Taiwanese historian and politician

Lee Ching-hua (李慶華 (Lǐ Qìnghuá); born 3 December 1948) is a Taiwanese historian, lawyer, and politician.

==Early life and education==
Lee Ching-hua was born on 3 December 1948, the second child to Lee Huan and Pan Hsiang-ning. He has one older brother, Lee Ching-chung, and two younger sisters: Lee Ching-chu and Diane Lee.

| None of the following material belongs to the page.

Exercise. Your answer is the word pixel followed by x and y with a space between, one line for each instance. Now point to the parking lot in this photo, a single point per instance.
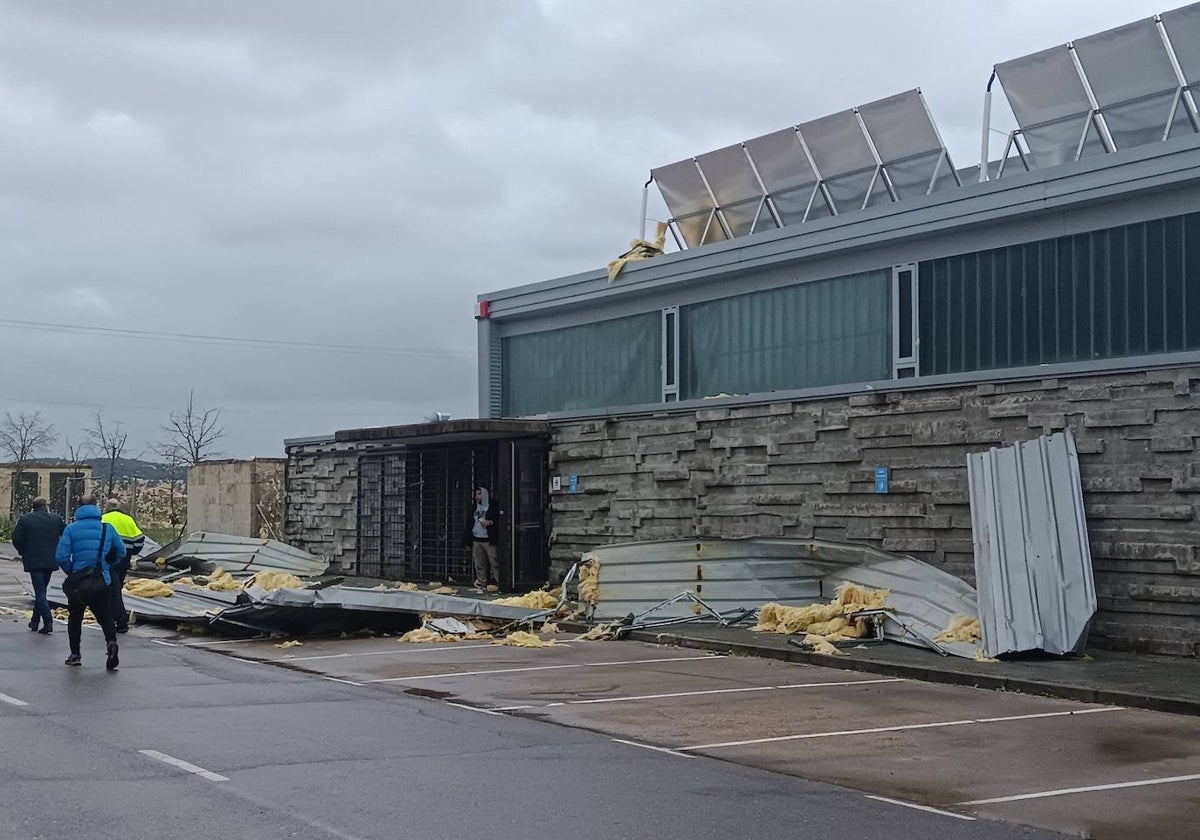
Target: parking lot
pixel 1089 771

After high school, Lee graduated from National Chengchi University with a Bachelor of Laws (LL.B.). He then completed doctoral studies in the United States, earning his Ph.D. in history from New York University in 1984. His doctoral dissertation was titled, "Teng Hsiao-p'ing's political biography". After receiving his doctorate, Lee returned to Taiwan and became an associate professor at NCCU.

==Political career==
Lee was elected to the Legislative Yuan for the first time in 1992. He, Chen Kuei-miao, and others broke away from the Kuomintang to found the New Party the next year. He joined James Soong's People First Party in 2000 to support Soong's first presidential bid, but continued serving as the leader of the New Party's national election and development committee during the 2000 election. Lee left the PFP in May 2005 and rejoined the Kuomintang. Lee lost his legislative seat to Huang Kuo-chang of the New Power Party in 2016. The next year, Wu Den-yih named Lee a spokesman for Wu's KMT chairmanship bid.

==Controversy==
In September 2018, Lee was indicted on charges of corruption by the New Taipei City District Prosecutors’ Office, and accused of embezzling NT$5.23 million, an amount meant to pay for his legislative assistants' salaries.